Reproducibility Variable	Result	LLM Response
Research Type	Experimental	In this work, we produce a vast array of model checkpoints for studying how model design and model selection impact scaling laws. Our models, called the Gemstones because they are loosely based on scaled-down variants of the Gemma architecture, vary in their parameter count, width/depth ratio, training tokens, learning rates, and cooldown schedules. By fitting scaling laws to these checkpoints, we confirm that scaling law parameters and interpretations indeed depend strongly on the selection of models and fitting procedure used, and we quantify the degree to which these decisions impact predictions. By exploiting the variation among our model checkpoints, we also analyze the impact of architectural shape across loss, benchmark performance and training time with findings consistent with design choices we see in industry models.
Researcher Affiliation	Academia	Sean Mc Leish1 , John Kirchenbauer1, David Yu Miller1, Siddharth Singh1 Abhinav Bhatele1, Micah Goldblum2, Ashwinee Panda1, Tom Goldstein1 1 University of Maryland, 2 Columbia University
Pseudocode	No	The paper includes a Python code snippet in Appendix M, but it is presented as an implementation detail for FLOP counting rather than a clearly labeled 'Pseudocode' or 'Algorithm' block outlining the main methodology or a specific algorithm being proposed.
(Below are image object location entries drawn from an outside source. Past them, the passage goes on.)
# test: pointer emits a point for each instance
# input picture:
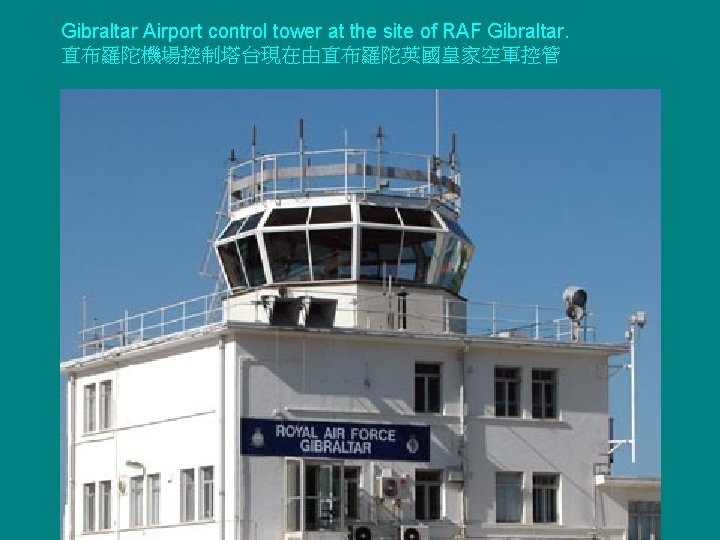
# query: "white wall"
(167, 414)
(164, 417)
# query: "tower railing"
(478, 319)
(343, 171)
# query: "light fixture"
(135, 464)
(638, 318)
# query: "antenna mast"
(437, 122)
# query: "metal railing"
(478, 319)
(166, 321)
(342, 171)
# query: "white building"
(344, 389)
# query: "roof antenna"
(379, 136)
(302, 156)
(253, 146)
(453, 154)
(437, 122)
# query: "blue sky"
(559, 188)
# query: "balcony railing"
(479, 319)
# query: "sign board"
(340, 440)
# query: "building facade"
(343, 388)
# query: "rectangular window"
(206, 493)
(427, 388)
(136, 501)
(89, 408)
(88, 507)
(187, 495)
(427, 494)
(544, 389)
(106, 405)
(508, 497)
(105, 504)
(507, 392)
(153, 499)
(644, 520)
(352, 492)
(545, 487)
(294, 495)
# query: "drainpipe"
(463, 435)
(71, 459)
(221, 419)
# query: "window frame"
(542, 403)
(90, 408)
(425, 490)
(153, 498)
(105, 505)
(187, 503)
(508, 496)
(206, 499)
(302, 494)
(89, 506)
(546, 492)
(105, 402)
(137, 501)
(504, 400)
(638, 512)
(422, 404)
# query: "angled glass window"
(455, 264)
(455, 228)
(230, 260)
(330, 214)
(331, 252)
(414, 217)
(379, 214)
(288, 256)
(232, 228)
(417, 252)
(379, 248)
(250, 253)
(250, 223)
(287, 216)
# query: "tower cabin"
(339, 386)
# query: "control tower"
(345, 238)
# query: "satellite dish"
(575, 299)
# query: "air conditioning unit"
(414, 532)
(393, 487)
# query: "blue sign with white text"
(342, 440)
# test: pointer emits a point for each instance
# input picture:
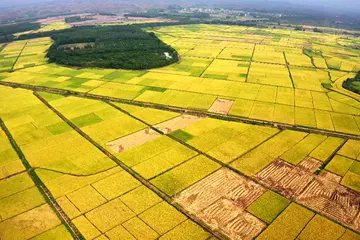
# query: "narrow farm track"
(287, 66)
(42, 188)
(181, 110)
(226, 165)
(142, 180)
(17, 59)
Open Source Code	Yes	Code: github.com/mcleish7/gemstone-scaling-laws. We open-source more than 4000 checkpoints cumulatively trained on over 10 trillion tokens. We also open source the fitting code and logged metrics for all runs. We open source all models used in our analysis to Hugging Face [Wolf et al., 2020] and the logging from training on Weights and Biases in json format.
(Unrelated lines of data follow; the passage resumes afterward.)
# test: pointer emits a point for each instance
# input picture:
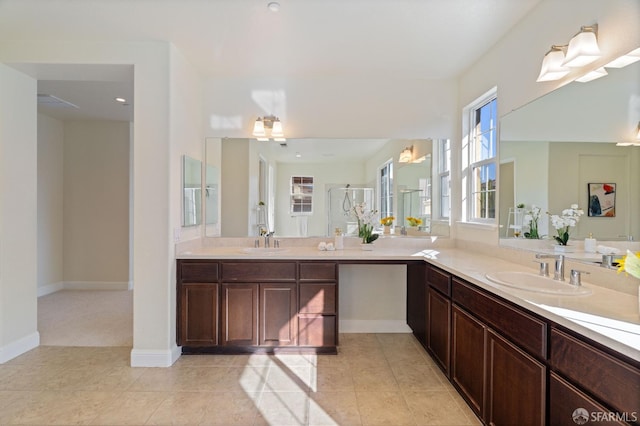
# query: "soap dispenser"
(590, 244)
(338, 240)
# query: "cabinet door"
(439, 327)
(565, 399)
(515, 387)
(468, 357)
(417, 302)
(198, 321)
(239, 314)
(278, 315)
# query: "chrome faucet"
(267, 239)
(558, 271)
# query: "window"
(444, 177)
(386, 189)
(301, 195)
(482, 157)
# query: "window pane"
(484, 189)
(444, 196)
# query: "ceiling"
(413, 39)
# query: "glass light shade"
(552, 68)
(258, 128)
(625, 60)
(592, 75)
(583, 49)
(276, 130)
(405, 156)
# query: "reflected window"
(301, 195)
(444, 175)
(482, 149)
(386, 189)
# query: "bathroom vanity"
(511, 355)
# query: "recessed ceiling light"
(274, 6)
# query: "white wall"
(152, 228)
(96, 202)
(50, 204)
(18, 214)
(356, 107)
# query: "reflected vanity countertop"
(385, 248)
(607, 316)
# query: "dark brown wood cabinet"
(417, 301)
(199, 314)
(255, 306)
(610, 381)
(565, 399)
(502, 383)
(439, 328)
(278, 315)
(198, 304)
(515, 385)
(468, 358)
(239, 314)
(438, 317)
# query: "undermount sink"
(266, 251)
(536, 283)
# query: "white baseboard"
(96, 285)
(20, 346)
(50, 288)
(84, 285)
(155, 358)
(374, 326)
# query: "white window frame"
(471, 165)
(305, 194)
(444, 178)
(389, 201)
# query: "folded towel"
(607, 250)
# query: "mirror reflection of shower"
(340, 205)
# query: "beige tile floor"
(376, 379)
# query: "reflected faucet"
(558, 271)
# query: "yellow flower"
(414, 221)
(630, 264)
(387, 221)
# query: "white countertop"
(609, 317)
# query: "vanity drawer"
(198, 272)
(523, 329)
(606, 377)
(439, 280)
(253, 271)
(318, 271)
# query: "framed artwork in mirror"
(602, 199)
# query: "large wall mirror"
(301, 187)
(554, 147)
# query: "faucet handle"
(575, 277)
(544, 268)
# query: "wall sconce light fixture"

Open Datasets	Yes	As a primary artifact of our research, we release the Gemstones: an open-source scaling law dataset, consisting of over 4000 checkpoints from transformers... We train each model for 350B tokens of Dolma 1.7 [Soldaini et al., 2024] data. Next, following Penedo et al. [2024], we benchmark our Gemstone models on MMLU [Hendrycks et al., 2020], Wino Grande [Sakaguchi et al., 2021], Open Book QA [Mihaylov et al., 2018], ARC [Clark et al., 2018], Common Sense QA [Talmor et al., 2018], PIQA [Bisk et al., 2020], SIQA [Sap et al., 2019] and Hella Swag [Zellers et al., 2019].
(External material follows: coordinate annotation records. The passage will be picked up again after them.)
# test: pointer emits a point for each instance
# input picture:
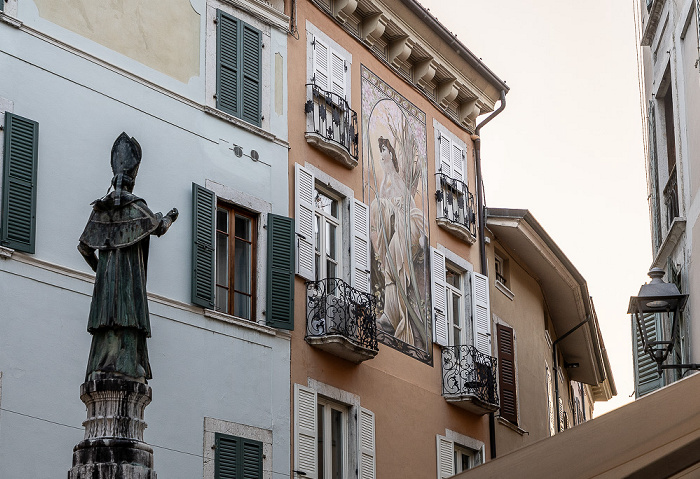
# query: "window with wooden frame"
(235, 259)
(506, 373)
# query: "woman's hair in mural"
(384, 144)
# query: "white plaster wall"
(202, 366)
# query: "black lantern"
(659, 297)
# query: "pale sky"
(568, 146)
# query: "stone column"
(113, 447)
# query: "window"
(20, 160)
(235, 451)
(506, 373)
(456, 293)
(455, 306)
(332, 432)
(455, 203)
(454, 456)
(237, 458)
(235, 261)
(239, 68)
(225, 240)
(321, 239)
(327, 234)
(322, 428)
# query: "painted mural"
(395, 158)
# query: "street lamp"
(656, 297)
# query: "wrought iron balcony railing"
(455, 203)
(466, 372)
(671, 197)
(334, 308)
(332, 119)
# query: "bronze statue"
(119, 228)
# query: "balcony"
(455, 208)
(671, 198)
(341, 320)
(469, 379)
(331, 125)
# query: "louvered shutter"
(440, 321)
(445, 457)
(445, 155)
(251, 90)
(457, 162)
(237, 458)
(18, 230)
(359, 252)
(305, 431)
(368, 467)
(228, 65)
(646, 373)
(337, 66)
(304, 216)
(322, 64)
(506, 376)
(280, 272)
(203, 242)
(481, 313)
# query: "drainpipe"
(482, 232)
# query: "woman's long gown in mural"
(395, 241)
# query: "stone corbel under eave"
(670, 242)
(372, 28)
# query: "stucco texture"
(161, 34)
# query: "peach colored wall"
(526, 314)
(404, 393)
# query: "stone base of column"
(113, 447)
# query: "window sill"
(512, 426)
(13, 22)
(261, 328)
(504, 289)
(244, 125)
(334, 150)
(456, 229)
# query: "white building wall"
(84, 95)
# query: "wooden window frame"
(233, 211)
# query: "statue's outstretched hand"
(173, 214)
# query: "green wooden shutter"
(646, 373)
(280, 272)
(252, 72)
(237, 458)
(506, 369)
(228, 64)
(203, 240)
(18, 229)
(239, 68)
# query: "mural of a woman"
(397, 238)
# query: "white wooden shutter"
(445, 456)
(359, 247)
(368, 469)
(457, 162)
(321, 64)
(445, 155)
(481, 313)
(305, 431)
(439, 282)
(304, 215)
(337, 67)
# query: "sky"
(568, 146)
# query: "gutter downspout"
(482, 232)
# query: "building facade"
(553, 365)
(669, 62)
(202, 87)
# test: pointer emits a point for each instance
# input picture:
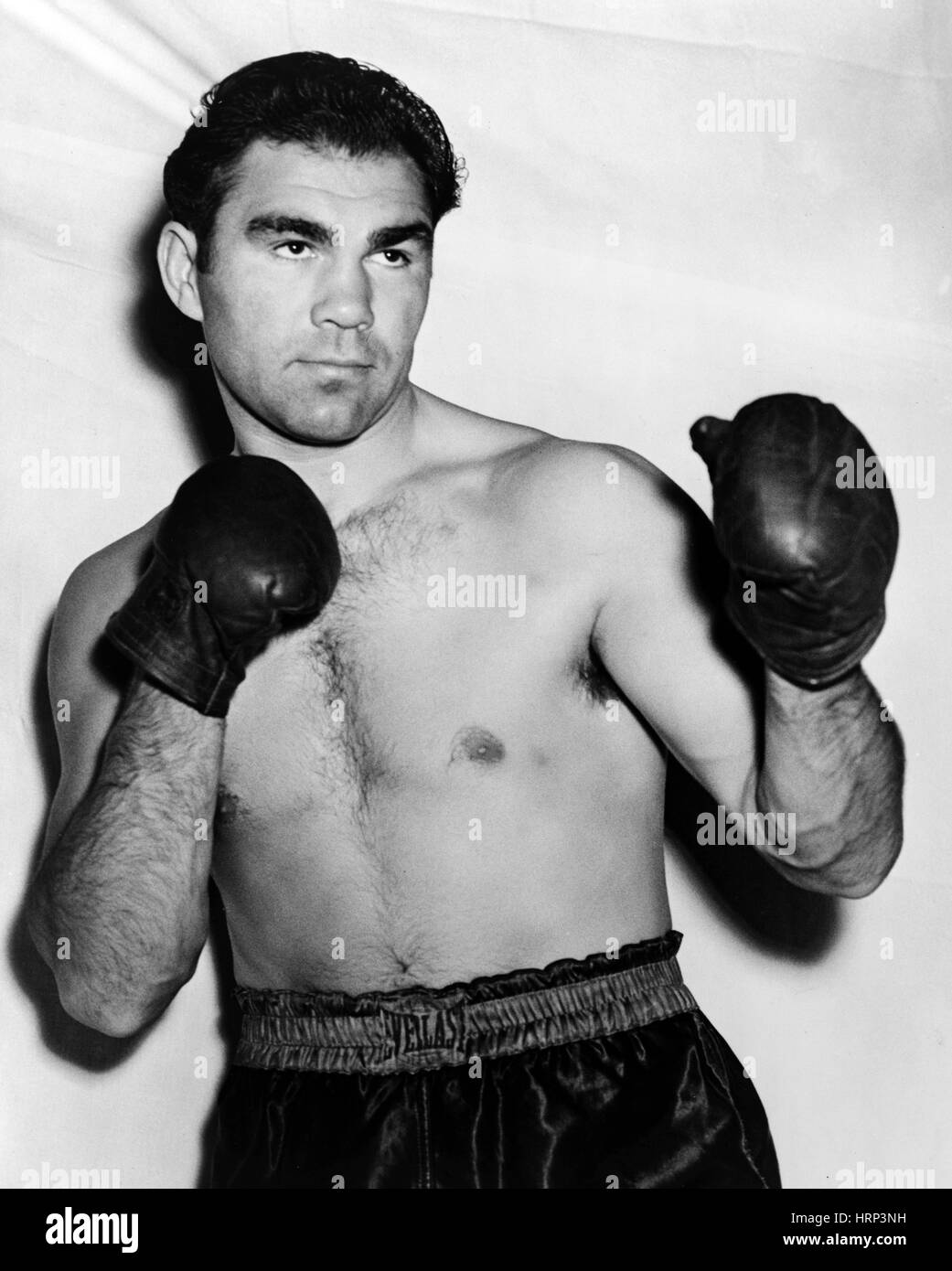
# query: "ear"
(178, 251)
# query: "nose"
(343, 295)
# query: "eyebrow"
(389, 235)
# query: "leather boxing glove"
(818, 551)
(261, 543)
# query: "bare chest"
(440, 636)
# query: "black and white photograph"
(476, 685)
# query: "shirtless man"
(437, 810)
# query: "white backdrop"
(614, 272)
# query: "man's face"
(319, 279)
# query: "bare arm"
(756, 745)
(837, 756)
(118, 906)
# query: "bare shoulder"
(80, 667)
(603, 495)
(101, 582)
(87, 677)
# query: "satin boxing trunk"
(591, 1073)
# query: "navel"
(476, 745)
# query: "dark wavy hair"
(314, 100)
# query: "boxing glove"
(818, 548)
(244, 550)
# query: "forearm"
(834, 759)
(118, 908)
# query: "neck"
(354, 473)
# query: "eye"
(293, 250)
(394, 258)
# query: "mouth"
(337, 364)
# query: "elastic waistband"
(410, 1030)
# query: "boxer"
(433, 808)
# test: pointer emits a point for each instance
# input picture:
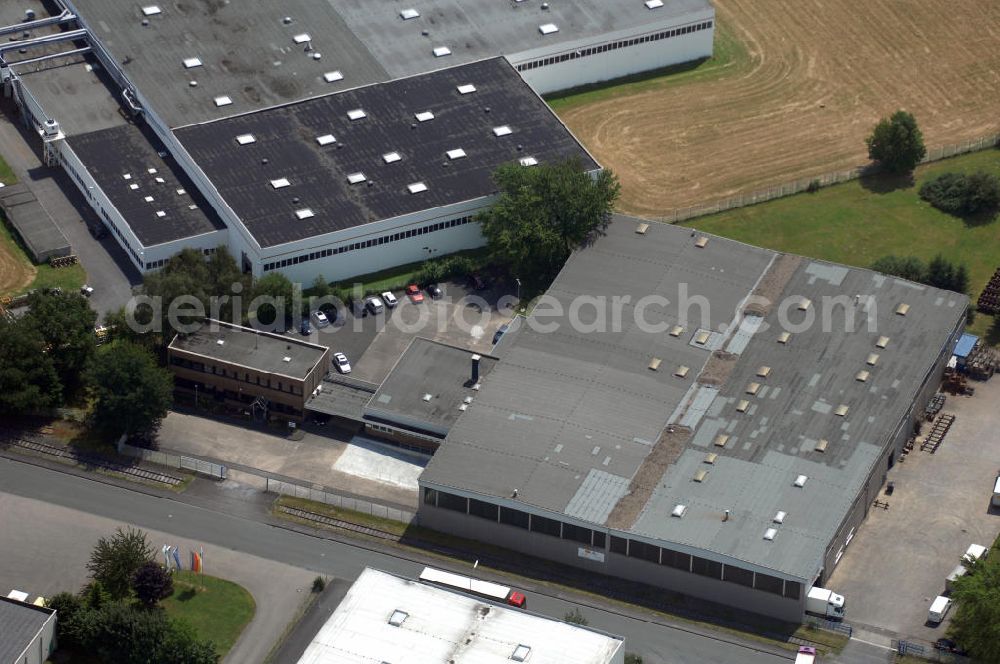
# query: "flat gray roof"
(570, 418)
(476, 29)
(244, 346)
(19, 623)
(431, 368)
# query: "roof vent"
(521, 653)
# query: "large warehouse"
(727, 447)
(329, 139)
Dataset Splits	No	We fit all laws using the log perplexity of all trained models on a sample of 100 million tokens from a fixed, held-out validation set from the training distribution. The paper specifies a fixed, held-out validation set of 100 million tokens for fitting scaling laws. While this indicates a specific validation set, it does not provide the split percentage relative to the total training data or other specific details for training/test splits, nor does it explicitly mention how the benchmark datasets were split beyond their standard use.
Hardware Specification	Yes	All models are trained with tensor parallelism [Singh and Bhatele, 2022, Singh et al., 2024] over multiple nodes of AMD MI250X GPUs. To the best of our knowledge, this makes the Gemstone suite of models the largest collection trained on AMD GPUs.
Software Dependencies	No	We train all models using a fork of litgpt [AI, 2023] enhanced with Axo NN [Singh and Bhatele, 2022, Singh et al., 2024] tensor parallelism. The paper mentions `litgpt` and `Axo NN` but does not provide specific version numbers for these software components.
Experiment Setup	Yes	For the main set of training runs, we train each model for 350B tokens of Dolma 1.7 [Soldaini et al., 2024] data. We target a total batch size of 4 million tokens following[Touvron et al., 2023b, Dubey et al., 2024, Bai et al., 2023], with a context length of 2048 and a world batch size of 2048 sequences. Following Hägele et al. [2024] and Hu et al. [2024], we use a linear learning rate warm up over 80 million tokens, and then train at a constant learning rate, which we adjust for model size as described in Appendix A.1. We train with Adam W [Loshchilov and Hutter, 2017] with β parameters 0.9 and 0.95 and a weight decay of 0.1. We do not apply weight decay to the bias or normalization parameters.